Project description:Acute myeloid leukemia (AML) is a clonal myeloid neoplasm that typically arises de novo; however, some cases evolve from a preleukemic state, such as myelodysplastic syndrome (MDS). Such secondary AMLs and those with typical MDS-related clinical features are known as AMLs with myelodysplasia-related changes (AML-MRC). Because patients with AML-MRC have poor prognosis, more accurate diagnostic approaches are required. In this study, we performed targeted sequencing of 54 genes in 3 cell populations (granulocyte, blast, and T-cell fractions) using samples from 13 patients with MDS, 16 patients with clinically diagnosed AML-MRC, 4 patients with suspected AML-MRC but clinically diagnosed as AML not otherwise specified (AML-NOS), and 11 patients with de novo AML. We found that overlapping mutations, defined as those shared at least by the blast and granulocyte fractions, were significantly enriched in patients with MDS and AML-MRC, including those with suspected AML-MRC, indicating a substantial history of clonal hematopoiesis.
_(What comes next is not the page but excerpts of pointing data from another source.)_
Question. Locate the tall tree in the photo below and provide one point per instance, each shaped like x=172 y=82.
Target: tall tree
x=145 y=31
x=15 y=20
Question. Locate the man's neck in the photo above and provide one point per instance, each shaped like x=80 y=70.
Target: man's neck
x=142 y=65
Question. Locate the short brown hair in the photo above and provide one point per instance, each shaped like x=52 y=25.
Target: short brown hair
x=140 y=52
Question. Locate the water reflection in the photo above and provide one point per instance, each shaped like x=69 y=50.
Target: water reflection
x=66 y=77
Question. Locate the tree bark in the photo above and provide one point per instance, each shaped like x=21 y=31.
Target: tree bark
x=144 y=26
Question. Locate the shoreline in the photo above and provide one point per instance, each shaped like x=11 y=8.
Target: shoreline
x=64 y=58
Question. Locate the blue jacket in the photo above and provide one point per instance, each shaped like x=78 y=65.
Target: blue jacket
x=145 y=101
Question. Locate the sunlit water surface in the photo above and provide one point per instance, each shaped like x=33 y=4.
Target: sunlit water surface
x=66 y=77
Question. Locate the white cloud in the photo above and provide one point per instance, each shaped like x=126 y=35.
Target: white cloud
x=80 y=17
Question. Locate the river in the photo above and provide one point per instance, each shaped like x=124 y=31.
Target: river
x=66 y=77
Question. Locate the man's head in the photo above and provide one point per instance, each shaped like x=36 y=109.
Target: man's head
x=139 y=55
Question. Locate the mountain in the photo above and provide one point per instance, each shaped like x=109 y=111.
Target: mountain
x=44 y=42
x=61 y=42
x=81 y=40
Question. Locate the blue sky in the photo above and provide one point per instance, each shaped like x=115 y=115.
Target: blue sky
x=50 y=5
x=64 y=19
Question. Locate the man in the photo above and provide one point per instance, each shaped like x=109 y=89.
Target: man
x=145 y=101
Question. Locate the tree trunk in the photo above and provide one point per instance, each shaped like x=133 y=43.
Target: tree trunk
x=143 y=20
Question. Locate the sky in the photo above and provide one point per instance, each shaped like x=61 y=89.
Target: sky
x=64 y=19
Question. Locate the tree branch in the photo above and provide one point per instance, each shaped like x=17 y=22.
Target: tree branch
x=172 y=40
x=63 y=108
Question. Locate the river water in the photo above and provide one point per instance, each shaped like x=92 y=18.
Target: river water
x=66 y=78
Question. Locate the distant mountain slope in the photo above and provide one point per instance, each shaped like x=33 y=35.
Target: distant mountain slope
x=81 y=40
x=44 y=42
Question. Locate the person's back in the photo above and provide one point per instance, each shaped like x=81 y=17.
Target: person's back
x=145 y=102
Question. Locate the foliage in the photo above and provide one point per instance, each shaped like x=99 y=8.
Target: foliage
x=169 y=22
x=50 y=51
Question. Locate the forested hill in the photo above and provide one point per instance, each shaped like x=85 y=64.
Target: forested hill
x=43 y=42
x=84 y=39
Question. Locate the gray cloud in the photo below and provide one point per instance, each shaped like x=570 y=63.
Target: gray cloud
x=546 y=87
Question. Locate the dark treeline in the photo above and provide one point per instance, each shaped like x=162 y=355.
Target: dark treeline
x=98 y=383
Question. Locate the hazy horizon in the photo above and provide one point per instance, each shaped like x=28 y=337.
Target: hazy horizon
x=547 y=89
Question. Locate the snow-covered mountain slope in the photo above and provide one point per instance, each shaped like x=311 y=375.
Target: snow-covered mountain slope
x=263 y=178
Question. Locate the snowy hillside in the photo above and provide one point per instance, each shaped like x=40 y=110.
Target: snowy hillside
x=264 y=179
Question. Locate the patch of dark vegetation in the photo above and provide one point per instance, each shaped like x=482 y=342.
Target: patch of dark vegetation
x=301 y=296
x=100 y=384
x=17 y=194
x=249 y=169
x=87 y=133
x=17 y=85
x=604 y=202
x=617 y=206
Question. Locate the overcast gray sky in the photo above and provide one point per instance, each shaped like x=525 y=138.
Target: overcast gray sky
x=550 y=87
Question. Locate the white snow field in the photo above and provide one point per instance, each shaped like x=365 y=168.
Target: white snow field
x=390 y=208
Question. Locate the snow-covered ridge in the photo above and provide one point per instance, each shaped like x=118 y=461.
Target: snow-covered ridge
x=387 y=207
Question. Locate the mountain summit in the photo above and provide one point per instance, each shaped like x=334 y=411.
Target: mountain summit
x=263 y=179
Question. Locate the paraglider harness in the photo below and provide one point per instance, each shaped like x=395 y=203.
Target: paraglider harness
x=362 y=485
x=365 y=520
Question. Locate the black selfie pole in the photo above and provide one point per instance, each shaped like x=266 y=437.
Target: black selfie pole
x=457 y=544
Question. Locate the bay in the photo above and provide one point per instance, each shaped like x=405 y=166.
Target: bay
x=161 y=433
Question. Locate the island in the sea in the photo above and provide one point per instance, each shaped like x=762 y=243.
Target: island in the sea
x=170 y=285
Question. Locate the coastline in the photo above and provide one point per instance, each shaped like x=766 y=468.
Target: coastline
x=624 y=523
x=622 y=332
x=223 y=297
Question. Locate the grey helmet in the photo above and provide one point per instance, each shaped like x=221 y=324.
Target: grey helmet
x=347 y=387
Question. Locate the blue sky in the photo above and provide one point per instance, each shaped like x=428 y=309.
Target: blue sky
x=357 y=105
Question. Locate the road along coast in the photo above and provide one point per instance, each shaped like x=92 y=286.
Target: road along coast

In contrast, blast-specific nonoverlapping mutations were significantly enriched in patients with de novo AML. Furthermore, the presence of overlapping mutations, excluding DNMT3A, TET2, and ASXL1, effectively segregated patients with MDS and AML-MRC or suspected AML-MRC from patients with de novo AML. Additionally, the presence of ≥3 mutations in the blast fraction was useful for distinguishing patients with AML-MRC from those with MDS. In conclusion, our approach is useful for classifying clinically diagnosable AML-MRC and identifying clinically diagnosed AML-NOS as latent AML-MRC. Additional prospective studies are needed to confirm the utility of this approach.